Edito




Bienvenue aux nouveaux abonnés qui, par le biais du site www.catherine-procaccia.com se sont inscrits depuis plusieurs mois à cette newsletter dont la publication n’a pas été très régulière cette année. C’est un paradoxe qui s’explique facilement : plus l’actualité est abondante, moins nous trouvons le temps de nous poser et d’écrire !

Depuis 6 mois, les réformes électorales se sont succédées aussi vite que les décisions fiscales ou les couacs gouvernementaux. La « majorité » sénatoriale s’est comportée texte après texte comme si elle était l’opposition, mettant aussi mal à l’aise le Gouvernement que l’UMP qui ne veut d’alliance ni avec le Front de Gauche, ni avec les Verts ou les Radicaux.

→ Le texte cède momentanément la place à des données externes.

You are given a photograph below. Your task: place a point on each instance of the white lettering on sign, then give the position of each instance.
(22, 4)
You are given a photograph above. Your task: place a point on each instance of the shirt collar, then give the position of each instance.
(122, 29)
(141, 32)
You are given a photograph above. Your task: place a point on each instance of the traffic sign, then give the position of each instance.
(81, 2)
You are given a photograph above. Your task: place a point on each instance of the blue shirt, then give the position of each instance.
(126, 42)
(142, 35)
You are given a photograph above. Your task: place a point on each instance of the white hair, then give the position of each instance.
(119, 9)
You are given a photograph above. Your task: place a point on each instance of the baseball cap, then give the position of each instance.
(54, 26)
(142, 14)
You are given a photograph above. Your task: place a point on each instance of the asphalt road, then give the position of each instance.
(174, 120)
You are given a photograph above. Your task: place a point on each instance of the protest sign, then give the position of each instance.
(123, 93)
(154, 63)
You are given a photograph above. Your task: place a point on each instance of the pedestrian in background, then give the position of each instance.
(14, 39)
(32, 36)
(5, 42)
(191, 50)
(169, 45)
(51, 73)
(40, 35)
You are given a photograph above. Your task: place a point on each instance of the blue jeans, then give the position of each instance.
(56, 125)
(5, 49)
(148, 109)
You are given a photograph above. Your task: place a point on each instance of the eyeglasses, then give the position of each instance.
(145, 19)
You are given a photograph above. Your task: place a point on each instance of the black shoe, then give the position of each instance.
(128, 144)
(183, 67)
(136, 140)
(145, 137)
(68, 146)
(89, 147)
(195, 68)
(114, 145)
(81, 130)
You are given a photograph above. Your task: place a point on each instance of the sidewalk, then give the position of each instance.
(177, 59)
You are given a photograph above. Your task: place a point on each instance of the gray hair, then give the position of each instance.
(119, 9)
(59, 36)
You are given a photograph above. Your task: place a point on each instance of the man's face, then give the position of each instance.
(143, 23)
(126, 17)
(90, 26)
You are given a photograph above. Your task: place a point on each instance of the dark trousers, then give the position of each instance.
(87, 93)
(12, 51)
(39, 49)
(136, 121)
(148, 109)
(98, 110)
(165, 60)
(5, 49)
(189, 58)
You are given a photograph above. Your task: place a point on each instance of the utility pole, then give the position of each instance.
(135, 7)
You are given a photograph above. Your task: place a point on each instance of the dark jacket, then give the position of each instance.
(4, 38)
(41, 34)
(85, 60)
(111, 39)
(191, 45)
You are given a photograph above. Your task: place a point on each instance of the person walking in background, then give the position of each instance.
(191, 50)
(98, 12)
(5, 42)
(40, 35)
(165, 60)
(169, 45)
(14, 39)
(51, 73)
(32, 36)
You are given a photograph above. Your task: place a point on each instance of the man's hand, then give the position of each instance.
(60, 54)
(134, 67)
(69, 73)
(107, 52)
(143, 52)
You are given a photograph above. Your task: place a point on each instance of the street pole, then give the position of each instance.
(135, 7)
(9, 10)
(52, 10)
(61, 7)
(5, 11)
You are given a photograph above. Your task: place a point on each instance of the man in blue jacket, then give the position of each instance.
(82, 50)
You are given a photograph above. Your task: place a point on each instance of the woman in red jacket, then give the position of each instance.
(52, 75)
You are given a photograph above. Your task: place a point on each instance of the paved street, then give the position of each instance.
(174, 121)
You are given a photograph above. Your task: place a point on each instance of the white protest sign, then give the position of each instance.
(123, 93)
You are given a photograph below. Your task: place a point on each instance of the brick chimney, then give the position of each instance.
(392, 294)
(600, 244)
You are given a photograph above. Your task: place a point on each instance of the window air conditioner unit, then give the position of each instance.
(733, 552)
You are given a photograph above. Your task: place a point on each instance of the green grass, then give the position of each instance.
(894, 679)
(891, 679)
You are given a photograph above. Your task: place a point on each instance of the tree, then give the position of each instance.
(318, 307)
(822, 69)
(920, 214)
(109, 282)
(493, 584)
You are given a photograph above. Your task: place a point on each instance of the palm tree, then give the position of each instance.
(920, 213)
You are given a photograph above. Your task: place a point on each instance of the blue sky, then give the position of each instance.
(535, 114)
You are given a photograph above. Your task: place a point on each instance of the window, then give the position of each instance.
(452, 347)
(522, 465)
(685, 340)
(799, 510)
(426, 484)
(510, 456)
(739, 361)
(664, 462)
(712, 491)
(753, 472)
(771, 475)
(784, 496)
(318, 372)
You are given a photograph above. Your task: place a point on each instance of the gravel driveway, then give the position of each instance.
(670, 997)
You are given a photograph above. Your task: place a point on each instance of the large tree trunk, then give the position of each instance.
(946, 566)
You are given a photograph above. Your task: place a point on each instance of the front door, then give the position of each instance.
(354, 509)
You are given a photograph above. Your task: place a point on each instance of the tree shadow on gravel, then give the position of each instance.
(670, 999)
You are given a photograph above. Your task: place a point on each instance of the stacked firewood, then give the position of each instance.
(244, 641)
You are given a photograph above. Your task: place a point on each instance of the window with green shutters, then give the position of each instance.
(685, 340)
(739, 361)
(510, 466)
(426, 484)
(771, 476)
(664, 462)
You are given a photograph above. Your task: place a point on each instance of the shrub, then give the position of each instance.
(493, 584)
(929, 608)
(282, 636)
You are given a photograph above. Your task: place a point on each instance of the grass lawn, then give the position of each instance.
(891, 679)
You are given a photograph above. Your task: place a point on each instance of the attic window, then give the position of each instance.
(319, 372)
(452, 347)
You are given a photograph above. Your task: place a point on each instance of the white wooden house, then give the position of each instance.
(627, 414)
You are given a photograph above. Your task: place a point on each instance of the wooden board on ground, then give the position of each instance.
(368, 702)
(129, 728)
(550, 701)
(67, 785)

L’UMP a aussi été très chahutée dans son fonctionnement. Comme vous, j’ai très mal vécu le psychodrame de l’hiver et du printemps sur la présidence de l’UMP. Tous ces mois de conflits internes pour aboutir à un vote pour savoir si nous allions revoter. Heureusement que le ridicule ne tue pas!

Par contre le grand élan de générosité des Français militants mais surtout sympathisants qui a permis en quelques semaines estivales de récolter les 11 millions d’euros des comptes de la campagne présidentielle rejetés par le Conseil constitutionnel est du baume sur nos plaies non cicatrisées depuis mai 2012. Les Français soutiennent toujours l’UMP et veulent que nous continuions à être LA force d’opposition de ce pays.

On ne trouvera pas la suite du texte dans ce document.